Unrelieved tax losses and other deferred tax assets are recognised only to the extent that it is probable that they will be recovered against the reversal of deferred tax liabilities or other future taxable profits.

Hire purchase and leasing commitments
Rentals paid under operating leases are charged to profit or loss on a straight line basis over the period of the lease.

Pension costs and other post-retirement benefits
The company operates a defined contribution pension scheme. Contributions payable to the company's pension scheme are charged to profit or loss in the period to which they relate.

Debtors and creditors
Short term debtors are measured at transaction price, less any impairment.

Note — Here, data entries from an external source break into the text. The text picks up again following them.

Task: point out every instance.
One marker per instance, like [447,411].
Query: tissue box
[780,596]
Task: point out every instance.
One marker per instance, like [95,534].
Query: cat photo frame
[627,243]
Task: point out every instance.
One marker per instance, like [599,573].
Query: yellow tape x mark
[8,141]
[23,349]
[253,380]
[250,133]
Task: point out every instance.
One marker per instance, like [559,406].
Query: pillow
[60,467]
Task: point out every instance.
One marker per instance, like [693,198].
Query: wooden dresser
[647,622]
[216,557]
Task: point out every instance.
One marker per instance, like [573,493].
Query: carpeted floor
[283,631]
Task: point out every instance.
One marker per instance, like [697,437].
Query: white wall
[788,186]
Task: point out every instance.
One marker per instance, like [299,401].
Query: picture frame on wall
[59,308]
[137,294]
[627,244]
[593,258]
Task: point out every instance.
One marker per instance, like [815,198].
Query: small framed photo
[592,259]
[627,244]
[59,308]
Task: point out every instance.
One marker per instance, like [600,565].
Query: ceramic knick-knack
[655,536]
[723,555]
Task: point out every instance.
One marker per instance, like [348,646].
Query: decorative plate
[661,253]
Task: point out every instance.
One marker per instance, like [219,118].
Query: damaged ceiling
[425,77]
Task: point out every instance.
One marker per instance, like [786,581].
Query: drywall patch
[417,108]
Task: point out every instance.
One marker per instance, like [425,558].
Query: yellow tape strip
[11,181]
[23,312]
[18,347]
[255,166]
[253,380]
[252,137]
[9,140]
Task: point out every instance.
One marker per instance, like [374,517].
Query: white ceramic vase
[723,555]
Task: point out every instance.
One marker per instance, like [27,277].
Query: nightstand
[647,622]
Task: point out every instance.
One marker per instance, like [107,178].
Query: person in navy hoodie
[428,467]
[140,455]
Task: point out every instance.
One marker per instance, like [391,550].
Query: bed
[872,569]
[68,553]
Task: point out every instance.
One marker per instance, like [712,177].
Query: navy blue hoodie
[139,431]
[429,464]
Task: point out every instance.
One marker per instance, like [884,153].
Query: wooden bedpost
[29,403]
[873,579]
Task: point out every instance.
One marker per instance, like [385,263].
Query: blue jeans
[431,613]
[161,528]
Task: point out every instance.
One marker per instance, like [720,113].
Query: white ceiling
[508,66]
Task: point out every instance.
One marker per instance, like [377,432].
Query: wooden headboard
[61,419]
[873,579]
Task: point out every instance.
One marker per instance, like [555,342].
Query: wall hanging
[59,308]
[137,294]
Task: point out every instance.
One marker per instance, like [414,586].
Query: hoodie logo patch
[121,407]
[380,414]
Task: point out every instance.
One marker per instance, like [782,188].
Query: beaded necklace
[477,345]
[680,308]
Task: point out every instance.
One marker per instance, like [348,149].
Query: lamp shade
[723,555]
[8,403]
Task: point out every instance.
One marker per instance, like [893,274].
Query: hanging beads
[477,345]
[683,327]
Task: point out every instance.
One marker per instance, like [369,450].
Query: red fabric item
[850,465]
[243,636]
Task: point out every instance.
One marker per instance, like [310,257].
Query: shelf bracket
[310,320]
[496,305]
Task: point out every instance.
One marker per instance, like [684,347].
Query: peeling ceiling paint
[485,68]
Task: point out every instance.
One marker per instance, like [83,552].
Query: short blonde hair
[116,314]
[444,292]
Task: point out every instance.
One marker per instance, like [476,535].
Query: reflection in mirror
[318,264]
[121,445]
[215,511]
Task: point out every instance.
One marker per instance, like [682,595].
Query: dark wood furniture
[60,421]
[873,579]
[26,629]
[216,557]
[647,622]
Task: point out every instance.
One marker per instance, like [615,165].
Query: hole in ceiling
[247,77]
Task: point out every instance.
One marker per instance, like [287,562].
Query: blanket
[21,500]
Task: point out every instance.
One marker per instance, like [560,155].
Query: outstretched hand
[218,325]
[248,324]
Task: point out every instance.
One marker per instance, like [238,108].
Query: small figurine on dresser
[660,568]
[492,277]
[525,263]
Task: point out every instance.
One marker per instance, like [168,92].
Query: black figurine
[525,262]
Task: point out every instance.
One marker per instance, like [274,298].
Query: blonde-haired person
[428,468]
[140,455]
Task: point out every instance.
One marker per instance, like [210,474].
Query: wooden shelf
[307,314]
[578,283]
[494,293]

Loans receivable are measured initially at fair value, net of transaction costs, and are measured subsequently at amortised cost using the effective interest method, less any impairment.

Short term creditors are measured at the transaction price. Other financial liabilities, including bank loans, are measured initially at fair value, net of transaction costs, and are measured subsequently at amortised cost using the effective interest method.

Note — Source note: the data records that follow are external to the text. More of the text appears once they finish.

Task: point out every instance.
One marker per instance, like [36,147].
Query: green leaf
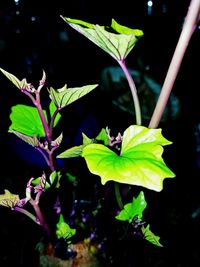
[118,44]
[19,84]
[130,210]
[102,136]
[139,163]
[33,141]
[65,96]
[26,120]
[76,151]
[52,109]
[8,199]
[64,230]
[149,236]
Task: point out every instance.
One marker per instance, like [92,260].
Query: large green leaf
[26,120]
[65,96]
[139,163]
[118,44]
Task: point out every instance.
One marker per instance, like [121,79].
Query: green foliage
[135,208]
[65,96]
[139,162]
[26,120]
[64,230]
[135,158]
[8,199]
[118,44]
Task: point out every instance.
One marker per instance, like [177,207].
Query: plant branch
[189,26]
[133,91]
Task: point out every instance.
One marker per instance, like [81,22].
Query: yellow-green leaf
[139,163]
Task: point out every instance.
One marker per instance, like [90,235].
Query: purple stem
[189,26]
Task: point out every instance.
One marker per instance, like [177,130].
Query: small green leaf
[64,230]
[52,109]
[19,84]
[65,96]
[139,163]
[102,136]
[8,199]
[149,236]
[33,141]
[76,151]
[118,44]
[26,120]
[130,210]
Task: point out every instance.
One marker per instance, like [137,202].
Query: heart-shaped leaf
[118,44]
[139,163]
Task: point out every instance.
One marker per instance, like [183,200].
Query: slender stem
[118,196]
[40,218]
[133,91]
[189,26]
[27,213]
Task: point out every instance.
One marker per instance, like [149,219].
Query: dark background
[34,37]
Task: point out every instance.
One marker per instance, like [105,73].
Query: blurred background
[33,37]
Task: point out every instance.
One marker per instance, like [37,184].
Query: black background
[31,39]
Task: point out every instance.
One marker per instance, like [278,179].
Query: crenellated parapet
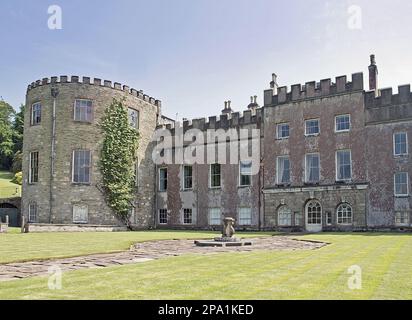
[313,90]
[383,106]
[94,82]
[224,121]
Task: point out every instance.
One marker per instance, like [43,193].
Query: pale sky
[195,54]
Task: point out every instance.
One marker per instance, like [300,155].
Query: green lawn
[17,247]
[385,259]
[7,188]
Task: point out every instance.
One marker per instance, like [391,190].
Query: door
[11,211]
[313,216]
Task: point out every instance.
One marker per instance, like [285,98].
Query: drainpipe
[54,94]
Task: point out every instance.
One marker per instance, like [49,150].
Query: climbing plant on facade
[118,158]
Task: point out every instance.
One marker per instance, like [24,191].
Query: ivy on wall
[117,160]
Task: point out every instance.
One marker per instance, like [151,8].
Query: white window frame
[306,167]
[86,116]
[407,184]
[279,175]
[31,169]
[282,211]
[210,176]
[278,131]
[394,144]
[402,224]
[336,123]
[184,178]
[80,206]
[351,215]
[249,219]
[337,169]
[163,211]
[246,175]
[218,212]
[191,216]
[31,204]
[32,113]
[165,179]
[329,218]
[129,110]
[90,166]
[306,128]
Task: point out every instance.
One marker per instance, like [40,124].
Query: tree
[6,134]
[118,157]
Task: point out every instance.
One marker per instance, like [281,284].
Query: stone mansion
[333,156]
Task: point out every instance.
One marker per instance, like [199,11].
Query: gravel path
[146,251]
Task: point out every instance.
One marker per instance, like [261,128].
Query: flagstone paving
[143,252]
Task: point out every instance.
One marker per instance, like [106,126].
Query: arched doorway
[313,212]
[7,209]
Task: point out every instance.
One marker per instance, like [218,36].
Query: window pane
[187,177]
[215,217]
[283,130]
[312,168]
[401,184]
[245,216]
[312,127]
[81,166]
[163,216]
[344,165]
[163,179]
[283,170]
[215,175]
[400,143]
[343,123]
[245,173]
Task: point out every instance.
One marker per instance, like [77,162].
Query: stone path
[146,251]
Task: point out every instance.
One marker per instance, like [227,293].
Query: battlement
[224,121]
[313,90]
[95,82]
[386,97]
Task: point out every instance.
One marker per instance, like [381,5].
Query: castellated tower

Impairment of fixed assets
At each balance sheet date, the company reviews the carrying amount of its tangible fixed assets to determine whether there is any indication that any items have suffered an impairment loss. If any such indication exists, the recoverable amount of an asset is estimated in order to determine the extent of the impairment loss, if any. Where it is not possible to estimate the recoverable amount of the asset, the company estimates the recoverable amount of the cash-generating unit to which the asset belongs.

Cash and cash equivalents
Cash and cash equivalents includes cash in hand, deposits held at call with banks, other short-term highly liquid investments with original maturities of three months or less and bank overdrafts. Bank overdrafts are shown within borrowings in current liabilities.

Grants
Grants are accounted for under the accruals model as permitted by FRS 102. Grants relating to expenditure of tangible fixed assets are credited to the profit and loss account at the same rate as the depreciation on the asset to which the grant relates. The deferred element of grants is included in creditors as deferred income. Grants of a revenue nature are recognised in sundry receipts within the profit and loss account in the same period as the related expenditure

2. EMPLOYEES AND DIRECTORS

The average number of employees during the year was 15 (2024 - 9 ) .

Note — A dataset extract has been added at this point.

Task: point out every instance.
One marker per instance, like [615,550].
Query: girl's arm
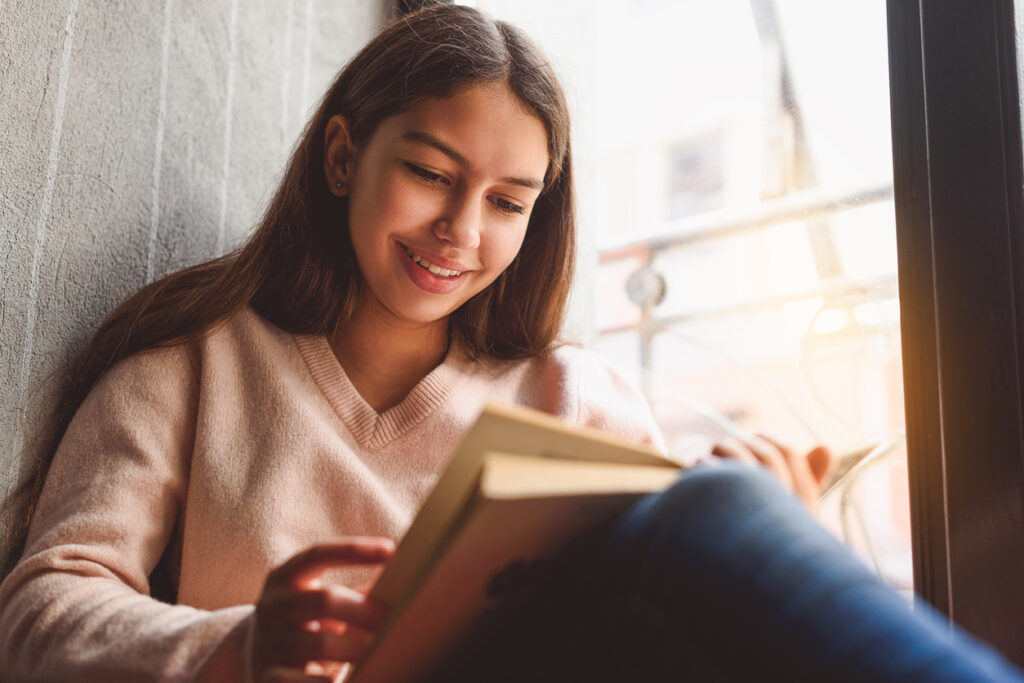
[77,605]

Akela Ground Engineering Limited (Registered number: SC639975)

Notes to the Financial Statements - continued
for the Year Ended 31 August 2025

3. TANGIBLE FIXED ASSETS
Plant and Computer
machinery equipment Totals
£    £    £   
COST
At 1 September 2024
and 31 August 2025 195,127 10,798 205,925
DEPRECIATION
At 1 September 2024 - 4,267 4,267
Charge for year 29,270 2,375 31,645
At 31 August 2025 29,270 6,642 35,912
NET BOOK VALUE
At 31 August 2025 165,857 4,156 170,013
At 31 August 2024 195,127 6,531 201,658

4. DEBTORS: AMOUNTS FALLING DUE WITHIN ONE YEAR
2025 2024
£    £   
Trade debtors (10,538 ) 8,932
Amounts owed by group undertakings 371,416 174,680
Amounts recoverable on contract 511,090 699,672
Other debtors 158,998 22,036
1,030,966 905,320

5. CREDITORS: AMOUNTS FALLING DUE WITHIN ONE YEAR
2025 2024
£    £   
Trade creditors 167,033 276,288
Amounts owed to group undertakings 1,366,201 400,609
Taxation and social security 28,445 22,500
Other creditors 61,572 536,567
1,623,251 1,235,964

6. SECURED DEBTS

The banking facilities are secured by a floating charge over the assets and undertakings of the company.

7. CALLED UP SHARE CAPITAL

Allotted, issued and fully paid:
Number: Class: Nominal 2025 2024
value: £    £   
1 Ordinary £1 1 1

Akela Ground Engineering Limited (Registered number: SC639975)

Notes to the Financial Statements - continued
for the Year Ended 31 August 2025

8. DISCLOSURE UNDER SECTION 444(5B) OF THE COMPANIES ACT 2006

The Report of the Auditors was unqualified.

John O'Hara CA (Senior Statutory Auditor)
for and on behalf of O'Haras Accountants Limited (Statutory Auditor)

9. RELATED PARTY DISCLOSURES

Markey Holdings Limited is the parent company with its registered office being Radleigh House, 1 Golf Road, Clarkston, Glasgow, G76 7HU.